5. Government's Support

The Government provides administrative facilities for the Sangha through the Minister of Education, who has charge and control of the execution of the Act. Under him is the Director General of the Deparment of Religious Affairs, who is ex-officio Secretary General of the Sangha Supreme Council and whose office serves as the secretariat of the Council[9]. The Department of Religious Affairs acts as a licence office to achieve harmonious cooperation between the Sangha and the State. It is responsible for the care of monks and monasteries and the promotion of all religious projects, whether educational, propagative or social. It keeps record of the monastic property, oversees the ecclesiastical budget, provides financial support through the Government budget and assists the ecclesiastical officers with their administrative duties.
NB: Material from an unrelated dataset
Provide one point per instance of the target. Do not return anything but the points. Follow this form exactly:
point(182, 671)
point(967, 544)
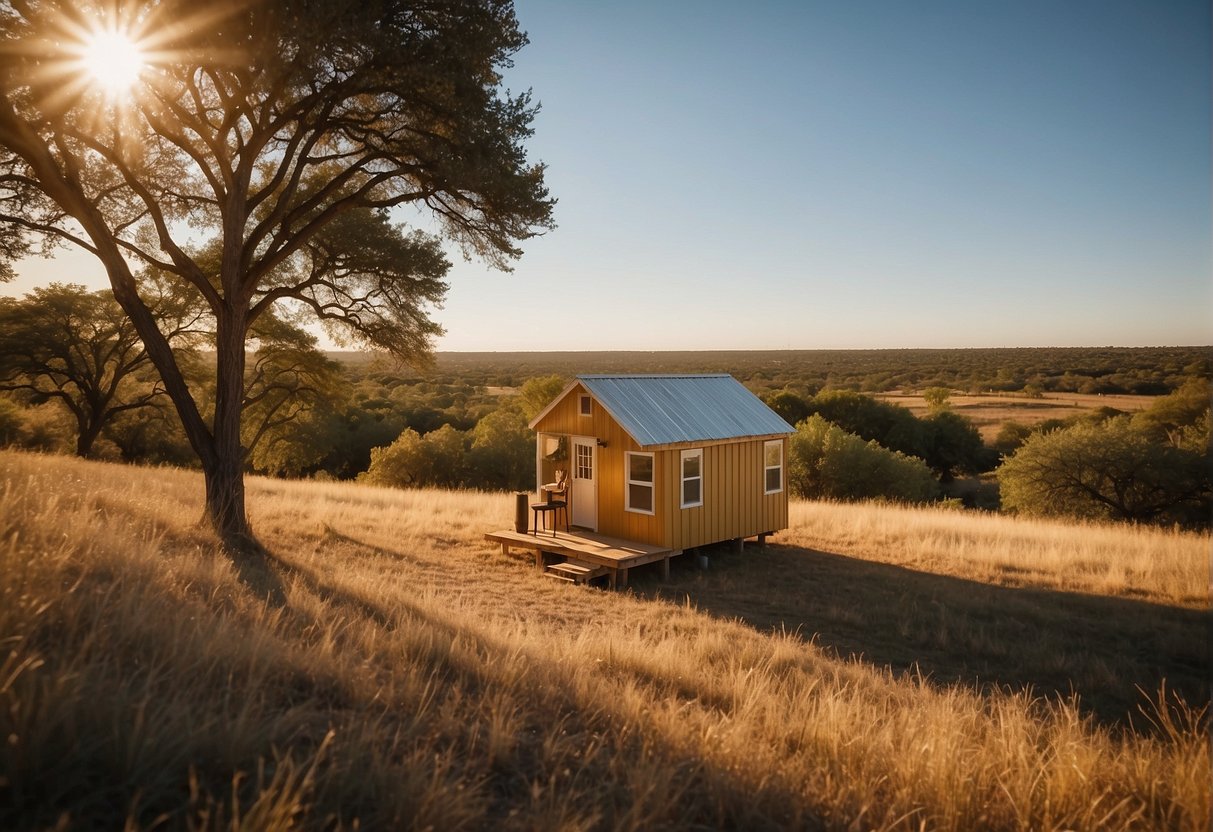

It has a large printing plant for publishing Buddhist scriptures, textbooks and religious publications in general.

Seeking to achieve the welfare and prosperity of both the Sangha and the State, it has the duty to protect the religion and to foster Buddhist culture in Thailand by all suitable means.

King (Protector of Buddhism)
Supreme Patriarch (somdej Phra Sangharaja)
Sangha Supreme Council
Mahathera Samagom
Sangha multiregional Supervisor (Chao Gana Yai)
Sangha Regional Governor (Chao Gana Bhag)
Sangha Provicial Governor (Chao Gana Changwat)
Sangha District officer (Chao Gana Amploe)
Sangha Commune Chief (Chao Gana Tambol)
Abbot (Chao Avas)
Vice-Abbot (Rong Chao Avas)
Assistant Abbot (Phoo Chuey Chao Avas)
Administration education — Propagation Public work
Ordinary Monks — Novices Lay Residents

Footnotes and references:

[1]:

U Ko Lay, Essence of Tipitaka, p.47.

[2]:

Chandra-gnam, Seang, Buddhism and Thai People, p.70.

[3]:

T.W. Rhys Devids. W. stede. Pali-English Dictionary, p.85.

[4]:

Department of Religious Affair, History of Thai Sangha’s Education, p. 89.

[5]:

Ibid, pp. 101-102.

[6]:

Ian Harris, Buddhism and Politics Twentieth century Asia. London &New York Printer, 1999, p.211.

[7]:

Dhani Nivat,Krommuen Bidyalabh, A History of Buddhism in Siam, p.80.

[8]:

Ibid., p.92.

[9]:

Kaewchua, Sthiya & Chitrakorn,Tangkasemsuk, Looking at Thai Education: Past, Present, and Future, p.95.